Turkish rage at ‘yes’ from French Senate
ANKARA - Hürriyet Daily News
Jean-Pierre Sueur, a representative of the French Commission on Law, speaks during the Senate session in Paris yesterday. AFP photo
Turkey expressed fury yesterday after the French Senate passed a bill criminalizing denials of the 1915 events as genocide in spite of threats from Ankara to punish Paris with “permanent” sanctions if the bill was passed.
“Turkey’s response to the adoption of the bill had long been decided. These measures will stay in place as long as the law stays in force,” Foreign Minister Ahmet Davutoğlu told reporters yesterday.
French senators passed the bill following a marathon session, with 127 legislators voting in favor of the bill and 86 voting against the motion in the legislature’s upper house, which has 348 members.
France’s lower house voted to make such denials a crime last month, prompting Turkey to suspended military, economic and political ties. With the motion’s passage through the Senate, Turkey is now expected to unveil a new raft of measures that will affect educational and cultural ties with France.
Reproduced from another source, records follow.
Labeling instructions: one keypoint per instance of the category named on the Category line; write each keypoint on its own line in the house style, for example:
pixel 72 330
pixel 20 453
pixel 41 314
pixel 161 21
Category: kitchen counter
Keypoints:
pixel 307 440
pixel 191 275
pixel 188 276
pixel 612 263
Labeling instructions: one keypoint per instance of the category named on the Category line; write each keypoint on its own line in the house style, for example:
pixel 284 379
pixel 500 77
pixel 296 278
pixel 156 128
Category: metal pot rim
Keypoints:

The bill will become law once it is approved by French President Nicolas Sarkozy and enters the Official Gazette.
Making a speech on behalf of the government, French Minister of Relations with Parliament Patrick Ollier said the bill complied with French and EU laws. Ollier said two “genocides” were now recognized by France.
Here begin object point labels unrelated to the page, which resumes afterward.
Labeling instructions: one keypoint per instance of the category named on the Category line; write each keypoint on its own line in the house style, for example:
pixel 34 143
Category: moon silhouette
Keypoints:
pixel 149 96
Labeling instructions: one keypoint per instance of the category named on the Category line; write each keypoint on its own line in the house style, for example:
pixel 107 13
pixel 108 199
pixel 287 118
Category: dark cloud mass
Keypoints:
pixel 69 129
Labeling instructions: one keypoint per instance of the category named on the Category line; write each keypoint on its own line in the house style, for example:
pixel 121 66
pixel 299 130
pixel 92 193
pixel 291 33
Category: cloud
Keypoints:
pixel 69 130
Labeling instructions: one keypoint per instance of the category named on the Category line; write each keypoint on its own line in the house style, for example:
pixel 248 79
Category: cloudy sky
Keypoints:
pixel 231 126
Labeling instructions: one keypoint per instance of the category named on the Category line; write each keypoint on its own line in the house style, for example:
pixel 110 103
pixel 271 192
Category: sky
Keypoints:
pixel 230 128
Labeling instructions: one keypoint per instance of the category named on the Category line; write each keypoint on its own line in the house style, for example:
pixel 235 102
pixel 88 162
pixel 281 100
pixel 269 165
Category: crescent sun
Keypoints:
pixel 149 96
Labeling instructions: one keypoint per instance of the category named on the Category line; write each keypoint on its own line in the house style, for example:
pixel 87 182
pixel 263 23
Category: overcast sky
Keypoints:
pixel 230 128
“The denial of the Jewish genocide is penalized; [now we are making that] this possible for the Armenian genocide as well,” said Ollier.
But Constitution Commission head Jean Pierre Sueur said the bill contradicted the French constitution. “I am not speaking here on behalf of a party, I am addressing you on behalf of the commission,” said Sueur, adding that the Constitutional Commission agreed that the bill was unconstitutional in a 23:9 vote.
Sueur recalled a former decision of the Senate which rejected a similar bill last year and said a study released by Parliament in 2008 urged parliaments not to write history.
Senator Isabelle Pasquet, who made her speech on behalf of the Senate’s Communist group, said the Constitutional Commission had only one week to write its report and added that this was done by the ruling party out of electioneering concerns, the NTV news channel reported on its website yesterday.
Roger Karoutchi, speaking on behalf of ruling the Union for a Popular Movement, which has 132 senators, supported the bill, as did the 140-member Socialist group’s Philippe Kaltenbach.
Smaller Senate groups, such as the European Democratic and Social Rally, the Environmentalists and the Republican Central Union Group all supported the bill.
Turks protest the bill
Before the Senate debate began, rival demonstrations – one pro-Turkish and one pro-Armenian – gathered outside the upper house of Parliament, waving flags and blowing whistles.
Around 15,000 Turks from France, Belgium, the Netherlands and Luxembourg rallied peacefully on the streets of Paris on Jan. 21 to protest the law.